Trump é tão obviamente narcisista, de características tão manifestamente baixas, tão espampanantemente egoísta e obcecado consigo próprio, que qualquer tentativa de análise científico-psiquiátrica parece quase ridícula perante o óbvio da sua perturbação.
Um abraço,
JV

CCF disse...

Analisá-lo desse modo até parece humanizá-lo. De facto para os narcisistas ainda consigo pensar na hipótese de ajuda psiquiátrica, para os déspotas não. Mas isto é apenas porque com a doença mental ainda consigo ter empatia...coisa que não consigo minimamente sentir por Trump.
~CC~

Um Jeito Manso disse...

Olá JV

Começo por me desculpar por ter andado sem responder a comentários. Tenho andado com menos tempo do que é costume. Agora com família em casa, não dá para me agarrar ao computador senão quando todos se deitam.
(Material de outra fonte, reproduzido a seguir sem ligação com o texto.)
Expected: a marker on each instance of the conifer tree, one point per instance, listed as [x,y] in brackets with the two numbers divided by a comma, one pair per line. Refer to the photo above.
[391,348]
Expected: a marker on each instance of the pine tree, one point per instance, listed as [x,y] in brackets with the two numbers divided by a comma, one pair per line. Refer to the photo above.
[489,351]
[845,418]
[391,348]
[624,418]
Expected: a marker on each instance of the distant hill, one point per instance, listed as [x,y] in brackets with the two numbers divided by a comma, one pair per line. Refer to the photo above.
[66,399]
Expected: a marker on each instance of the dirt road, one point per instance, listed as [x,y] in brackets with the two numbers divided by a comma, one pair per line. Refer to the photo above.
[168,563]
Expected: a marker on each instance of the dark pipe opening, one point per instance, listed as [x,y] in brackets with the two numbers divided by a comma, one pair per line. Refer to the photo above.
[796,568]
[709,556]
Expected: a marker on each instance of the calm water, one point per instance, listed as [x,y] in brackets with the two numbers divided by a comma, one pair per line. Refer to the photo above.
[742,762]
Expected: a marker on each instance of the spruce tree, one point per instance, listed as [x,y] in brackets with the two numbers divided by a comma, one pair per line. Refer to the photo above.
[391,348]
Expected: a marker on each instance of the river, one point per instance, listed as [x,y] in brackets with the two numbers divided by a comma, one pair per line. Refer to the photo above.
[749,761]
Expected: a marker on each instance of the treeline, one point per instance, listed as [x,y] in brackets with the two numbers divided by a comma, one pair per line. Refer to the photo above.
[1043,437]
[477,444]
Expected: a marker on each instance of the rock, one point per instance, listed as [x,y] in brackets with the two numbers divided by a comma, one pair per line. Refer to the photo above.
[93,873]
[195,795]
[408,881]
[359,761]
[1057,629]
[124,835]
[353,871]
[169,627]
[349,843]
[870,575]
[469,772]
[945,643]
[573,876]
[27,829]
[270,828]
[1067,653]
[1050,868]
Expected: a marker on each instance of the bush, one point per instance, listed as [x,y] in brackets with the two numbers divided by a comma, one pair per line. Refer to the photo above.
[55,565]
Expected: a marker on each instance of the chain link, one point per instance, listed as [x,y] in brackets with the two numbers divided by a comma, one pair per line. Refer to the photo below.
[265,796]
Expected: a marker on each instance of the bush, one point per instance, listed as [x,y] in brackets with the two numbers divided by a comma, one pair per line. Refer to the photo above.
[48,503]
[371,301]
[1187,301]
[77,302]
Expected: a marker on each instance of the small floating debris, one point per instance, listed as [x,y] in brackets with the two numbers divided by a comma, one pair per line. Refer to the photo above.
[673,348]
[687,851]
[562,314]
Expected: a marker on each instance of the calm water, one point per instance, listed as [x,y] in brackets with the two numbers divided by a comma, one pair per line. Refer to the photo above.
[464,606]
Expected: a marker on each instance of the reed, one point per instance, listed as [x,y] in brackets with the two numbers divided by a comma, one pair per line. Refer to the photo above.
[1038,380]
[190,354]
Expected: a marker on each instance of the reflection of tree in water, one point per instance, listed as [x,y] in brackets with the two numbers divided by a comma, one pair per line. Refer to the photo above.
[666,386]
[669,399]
E tem razão, o Trump é daqueles casos exacerbados que furam todas as escalas. É um narcisista em tal grau que não se vê como lidar com tal animal sem o enfiar numa camisa de sete varas, injectá-lo com tranquilizantes, degredá-lo para onde ele não tenha quem o ouça.

Mas, sabe, ainda há cerca de 30& de votantes que supostamente ainda o apoia. Burros? Distraídos? É que, em termos percentuais, a malta do armamento, por exemplo, não deve chegar a númers tão altos.

Coisas misteriosas, é o que lhe digo.

Abraço, JV, e uma bela quinta-feira.

Um Jeito Manso disse...

Olá ~CC~

Os narcisistas, em geral, não se aguentam. Nenhum. São parvos, falam sem parar não apenas do que sabem mas, também, do que não sabem, dizendo as maiores parvoíces como se estivessem a a falar com conheciento de causa, não falam de outra coisa senão deles próprios. Dá vontade de os mandar calar, de os mandar dar meia volta e desandarem. Agora imagine-se isto a um nível exponencial e com um enorme poder nas mãos. Déspota, pois. Déspota e ridículo. O que ele faz e diz, a forma inconstante e irresponsável como desestabiliza o mundo, são de deixar qualquer um muito preocupado.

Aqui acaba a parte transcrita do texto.